En nommant un avocat spécial pour enquêter sur l’ancien président Donald Trump, le ministère de la Justice (DOJ) a transformé son appareil d’application de la loi en un “outil pour attaquer un ennemi politique”, selon le vétéran du FBI Marc Ruskin.

Le procureur général Merrick Garland, nommé par l’administration Biden, le 2 novembre. Le 18 janvier a fait l’annonce à Washington, confiant à l’ancien procureur du DOJ, Jack Smith, la tâche de superviser les enquêtes liées au traitement par Trump des dossiers classifiés et des parties de l’enquête sur les événements entourant le 1er janvier. 6, 2021.
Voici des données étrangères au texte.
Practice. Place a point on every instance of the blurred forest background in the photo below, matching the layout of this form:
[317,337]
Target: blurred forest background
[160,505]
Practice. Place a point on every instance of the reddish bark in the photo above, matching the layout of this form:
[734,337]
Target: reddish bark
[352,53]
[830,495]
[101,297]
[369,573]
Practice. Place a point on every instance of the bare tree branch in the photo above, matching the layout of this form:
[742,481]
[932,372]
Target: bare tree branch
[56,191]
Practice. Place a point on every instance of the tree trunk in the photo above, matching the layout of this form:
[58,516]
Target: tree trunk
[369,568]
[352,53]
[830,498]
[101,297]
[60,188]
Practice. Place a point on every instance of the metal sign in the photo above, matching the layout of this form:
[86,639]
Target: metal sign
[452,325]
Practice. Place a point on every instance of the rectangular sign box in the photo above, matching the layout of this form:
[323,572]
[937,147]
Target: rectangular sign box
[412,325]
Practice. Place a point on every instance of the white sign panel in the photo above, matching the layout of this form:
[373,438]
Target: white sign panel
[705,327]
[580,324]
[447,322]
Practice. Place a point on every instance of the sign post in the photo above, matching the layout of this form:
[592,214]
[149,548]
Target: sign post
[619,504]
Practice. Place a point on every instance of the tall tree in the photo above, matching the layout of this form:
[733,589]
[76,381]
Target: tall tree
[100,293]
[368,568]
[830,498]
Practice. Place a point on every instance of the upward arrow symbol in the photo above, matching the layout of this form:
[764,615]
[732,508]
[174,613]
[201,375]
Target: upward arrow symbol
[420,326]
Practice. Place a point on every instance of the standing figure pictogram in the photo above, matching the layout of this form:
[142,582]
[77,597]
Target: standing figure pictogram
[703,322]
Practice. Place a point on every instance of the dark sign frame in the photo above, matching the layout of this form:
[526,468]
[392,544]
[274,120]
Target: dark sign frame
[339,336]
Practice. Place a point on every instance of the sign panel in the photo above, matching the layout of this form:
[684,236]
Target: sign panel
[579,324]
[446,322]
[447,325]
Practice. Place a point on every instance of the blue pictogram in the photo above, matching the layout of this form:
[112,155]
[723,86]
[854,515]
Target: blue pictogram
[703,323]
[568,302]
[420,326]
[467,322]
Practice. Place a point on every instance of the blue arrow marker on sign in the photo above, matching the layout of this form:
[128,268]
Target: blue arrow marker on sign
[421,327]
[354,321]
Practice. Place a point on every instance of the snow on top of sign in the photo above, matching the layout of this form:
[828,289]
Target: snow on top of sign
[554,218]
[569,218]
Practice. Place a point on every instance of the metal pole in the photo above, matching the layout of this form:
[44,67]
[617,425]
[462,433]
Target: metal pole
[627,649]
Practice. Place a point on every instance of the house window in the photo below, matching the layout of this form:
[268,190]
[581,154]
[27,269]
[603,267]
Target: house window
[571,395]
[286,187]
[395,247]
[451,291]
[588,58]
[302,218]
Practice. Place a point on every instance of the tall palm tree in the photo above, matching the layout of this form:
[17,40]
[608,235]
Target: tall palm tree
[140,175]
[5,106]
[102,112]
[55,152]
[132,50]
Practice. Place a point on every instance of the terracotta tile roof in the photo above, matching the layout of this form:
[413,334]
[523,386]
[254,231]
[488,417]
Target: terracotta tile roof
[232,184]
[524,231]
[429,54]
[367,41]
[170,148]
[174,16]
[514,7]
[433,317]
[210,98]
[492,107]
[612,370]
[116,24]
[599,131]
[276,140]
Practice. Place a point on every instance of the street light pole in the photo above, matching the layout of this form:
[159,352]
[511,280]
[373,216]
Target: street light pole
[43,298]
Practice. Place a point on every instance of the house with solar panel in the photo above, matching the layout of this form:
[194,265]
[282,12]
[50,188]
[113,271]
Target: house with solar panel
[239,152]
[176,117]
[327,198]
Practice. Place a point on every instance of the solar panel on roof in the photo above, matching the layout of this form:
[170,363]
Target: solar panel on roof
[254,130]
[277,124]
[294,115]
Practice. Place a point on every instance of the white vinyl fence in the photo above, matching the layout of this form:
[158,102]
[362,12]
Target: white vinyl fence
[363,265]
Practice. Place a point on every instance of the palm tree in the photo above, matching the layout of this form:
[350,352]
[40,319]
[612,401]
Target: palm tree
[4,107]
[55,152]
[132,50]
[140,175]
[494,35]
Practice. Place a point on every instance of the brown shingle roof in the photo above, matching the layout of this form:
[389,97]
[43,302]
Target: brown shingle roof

Trump a nié tout acte répréhensible et a qualifié la décision de Garland d'”horrible abus de pouvoir” et de “dernière d’une longue série de chasses aux sorcières”.

Le moment de la nomination est important, a déclaré Ruskin, notant à quel point cela concordait avec la promesse des républicains de la Chambre d’enquêter sur le président Joe Biden et son administration une fois que le GOP aura pris le marteau en janvier.

« L’utilisation du système judiciaire dans des enquêtes et des poursuites sans fondement est la marque de fabrique de la campagne anti-Trump depuis avant 2016 », a déclaré Ruskin, qui a servi 27 ans au FBI et est un contributeur pour Epoch Times, dans une interview.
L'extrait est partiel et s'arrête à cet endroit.